Ideally, the value of this measure should be low. If this measure value is close to 100%, it could mean that the node is about to exhaust its processing limit and may not be able to handle any more processes. On the other hand, if the value of this measure is consistently high for a cluster node, then check the processes setting in the database parameter file to figure out whether/not the node has been configured with adequate processing capability. If this check reveals that the node has been configured with a limited number of processes than it can handle, you may want to increase the processes setting to suit the node’s capacity.

Session utilization :

Indicates the number of sessions that are currently active on this node.

Number

As long as the value of this measure is much lower than the value of the sessions setting in the database parameter file, the node will be able to  handle the session load. If the value of this measure is unusually high for any cluster node, then compare the value of this measure across nodes to figure out whether/not load is uniformly distributed across all cluster nodes. If session load on most of the cluster nodes is high, then the sudden increase in session load could be attributed to an unavailable cluster interconnect. Because of the unavailability, the cluster service may not have been unable to contact the affected cluster node and may have been compelled to distribute the load amongst the remaining cluster nodes. This may have caused load on the other nodes to suddenly increase. To confirm this, check the value of the Interconnect availability percentage measure of all nodes.

On the other hand, if no interconnect is unavailable, and if Session utilization is abnormally high on a particular node only, it could mean that that node is indeed overloaded.
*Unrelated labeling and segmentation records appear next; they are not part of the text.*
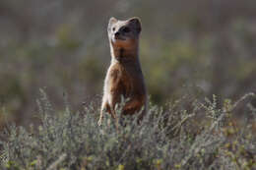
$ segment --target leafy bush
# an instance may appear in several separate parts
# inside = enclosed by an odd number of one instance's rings
[[[77,113],[65,102],[57,113],[41,91],[40,125],[5,130],[1,169],[253,169],[256,109],[249,105],[253,119],[246,126],[231,115],[252,95],[225,100],[221,109],[216,96],[204,102],[183,97],[166,109],[151,104],[140,125],[136,117],[118,116],[117,130],[108,116],[97,126],[93,102]]]

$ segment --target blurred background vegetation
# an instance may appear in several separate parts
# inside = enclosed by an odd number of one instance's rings
[[[255,0],[1,0],[0,112],[26,124],[39,88],[56,107],[63,93],[75,108],[100,100],[112,16],[142,20],[140,58],[153,102],[256,92]]]

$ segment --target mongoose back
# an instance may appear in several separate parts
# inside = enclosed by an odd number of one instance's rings
[[[116,118],[115,106],[123,96],[128,101],[122,108],[123,115],[147,111],[147,91],[139,60],[141,22],[138,18],[119,21],[111,18],[107,32],[111,52],[111,64],[104,80],[103,97],[98,125],[104,112]],[[143,110],[142,110],[143,109]]]

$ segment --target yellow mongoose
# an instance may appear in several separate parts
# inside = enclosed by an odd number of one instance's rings
[[[123,115],[140,112],[139,120],[147,111],[147,92],[139,60],[141,22],[138,18],[119,21],[111,18],[107,28],[111,64],[104,80],[103,97],[98,125],[103,112],[116,118],[115,105],[121,96],[128,101],[122,108]]]

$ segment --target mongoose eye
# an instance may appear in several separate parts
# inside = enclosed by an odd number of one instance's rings
[[[123,31],[127,33],[127,32],[131,31],[131,30],[130,30],[129,28],[123,28]]]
Session utilization percentage :

Of the maximum number of sessions this node can handle, what percentage is currently active on this cluster node. 

 

 

Percent

Ideally, the value of this measure should be low. If this measure value is close to 100%, it could mean that the node may not be able to handle any more sessions. On the other hand, if the value of this measure is consistently high for a cluster node, then check the sessions setting in the database parameter file to figure out whether/not the node has been configured with adequate session-handling capability. If this check reveals that the node has been configured with a limited number of sessions than it can handle, you may want to increase the sessions setting to suit the node’s true capacity.